EUPS distrib daily tags (d_YYYY_MM_DD) will now be retired after 30 days

When the d_YYYY_MM_DD eups distrib tags were introduced last year, they were never intended to be long lived as there is no corresponding git tag. While they have been manually cleaned up once or twice, they had accumulated to the point that eups distrib install... was spending an irritating amount of time downloading tags in serial. As of today, daily tag cleanup has been automated and are now retried by being moved into a sub-directory named old_tags. Cleanup happens across all eups.lsst.codes hosted eups package roots, including the “tarballs”.

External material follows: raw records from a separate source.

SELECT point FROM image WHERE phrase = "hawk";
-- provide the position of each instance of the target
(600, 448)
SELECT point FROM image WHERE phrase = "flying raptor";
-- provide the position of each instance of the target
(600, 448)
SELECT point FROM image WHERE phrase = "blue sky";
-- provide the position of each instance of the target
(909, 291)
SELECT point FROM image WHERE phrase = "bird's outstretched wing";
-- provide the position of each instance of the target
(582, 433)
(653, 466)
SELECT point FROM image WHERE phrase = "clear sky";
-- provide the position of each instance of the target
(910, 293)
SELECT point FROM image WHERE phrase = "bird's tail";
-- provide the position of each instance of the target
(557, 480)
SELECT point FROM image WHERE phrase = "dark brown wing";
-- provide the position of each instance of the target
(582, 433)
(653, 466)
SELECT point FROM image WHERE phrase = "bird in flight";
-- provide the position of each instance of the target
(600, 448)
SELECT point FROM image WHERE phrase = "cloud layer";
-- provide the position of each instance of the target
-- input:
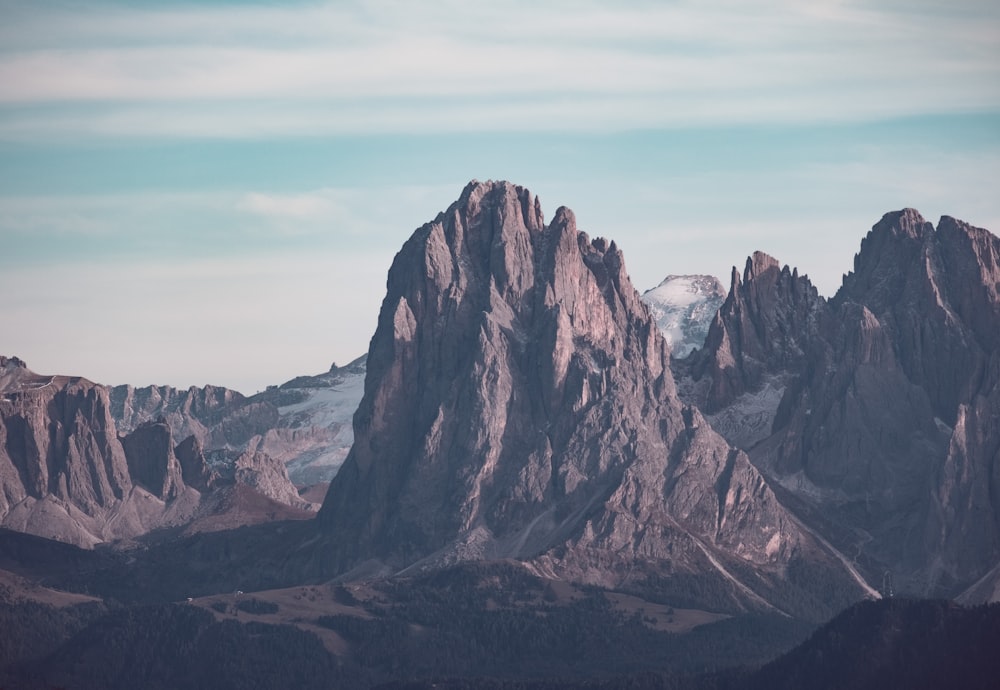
(392, 66)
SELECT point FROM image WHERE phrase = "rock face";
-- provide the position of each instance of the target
(305, 423)
(149, 451)
(519, 404)
(66, 474)
(888, 422)
(683, 308)
(764, 326)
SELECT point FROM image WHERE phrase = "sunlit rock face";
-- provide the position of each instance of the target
(519, 404)
(888, 420)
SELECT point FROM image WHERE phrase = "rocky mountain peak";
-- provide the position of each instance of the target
(881, 425)
(763, 326)
(519, 404)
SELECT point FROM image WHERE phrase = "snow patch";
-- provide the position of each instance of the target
(683, 308)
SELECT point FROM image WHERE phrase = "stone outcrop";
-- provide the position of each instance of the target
(765, 325)
(888, 419)
(305, 423)
(149, 451)
(267, 476)
(519, 404)
(66, 474)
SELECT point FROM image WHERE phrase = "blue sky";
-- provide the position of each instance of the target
(197, 193)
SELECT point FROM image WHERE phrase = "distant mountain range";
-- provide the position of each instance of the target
(521, 418)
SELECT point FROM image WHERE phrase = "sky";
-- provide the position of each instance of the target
(202, 193)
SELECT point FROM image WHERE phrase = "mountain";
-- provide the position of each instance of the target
(520, 404)
(875, 410)
(304, 423)
(683, 308)
(893, 643)
(66, 473)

E.g.: https://eups.lsst.codes/stack/src/tags/old_tags/

1 Like

That’s because of the robots.txt file. Use -U to avoid this (as I’ve said before).

This is the first I’ve heard of a robots.txt in relation to eups distrib but there is not, nor has there ever been, a robots.txt on eups.lsst.codes.

$ curl -I  https://eups.lsst.codes/robots.txt
HTTP/1.1 404 Not Found
Server: nginx/1.13.3
Date: Wed, 02 May 2018 17:15:04 GMT
Content-Type: text/html; charset=iso-8859-1
Connection: keep-alive

$ curl -I  https://eups.lsst.codes/stack/robots.txt
HTTP/1.1 404 Not Found
Server: nginx/1.13.3
Date: Wed, 02 May 2018 17:15:08 GMT
Content-Type: text/html; charset=iso-8859-1
Connection: keep-alive

$ curl -I  https://eups.lsst.codes/stack/src/robots.txt
HTTP/1.1 404 Not Found
Server: nginx/1.13.3
Date: Wed, 02 May 2018 17:15:11 GMT
Content-Type: text/html; charset=iso-8859-1
Connection: keep-alive

$ curl -I  https://eups.lsst.codes/stack/src/tags/robots.txt
HTTP/1.1 404 Not Found
Server: nginx/1.13.3
Date: Wed, 02 May 2018 17:15:14 GMT
Content-Type: text/html; charset=iso-8859-1
Connection: keep-alive

To quote from #dm-square on 2017-06-21:

Robert Lupton [1:48 PM]
Who can remove/fix the robots.txt file on `https://sw.lsstcorp.org`?

…

Joshua Hoblitt [1:57 PM]
@rhl that is ncsa infrastructure

So the problem was brought to square’s attention then.

I don’t recall that discussion. Looking at the history, there is no problem description or mention of -U. Could you describe what problem -U and/or removal of robots.txt is supposed to resolve?

It was also made clear on 2017-06-21 that there is no robots.txt on eups.lsst.codes:

Joshua Hoblitt [10:36 AM]
@rhl  I don't have administrative control of https://sw.lsstcorp.org/.  I want to make https://eups.lsst.codes canonical but it looks like I failed to open an RFC on that.

there is no robots.txt on eups.lsst.codes

I think the problem is downloading large numbers of tag list files, and possibly doing that repeatedly during an installation. If the downloads were done using a mechanism that respected the robots.txt Crawl-delay directive and such a directive were to be present, it is possible that they could be very slow. However, it appears to me that the current code does not respect this directive, and the file does not exist anyway.

-U avoids the problem by not attempting to apply the tags in the first place and thus not needing to download any tag list files.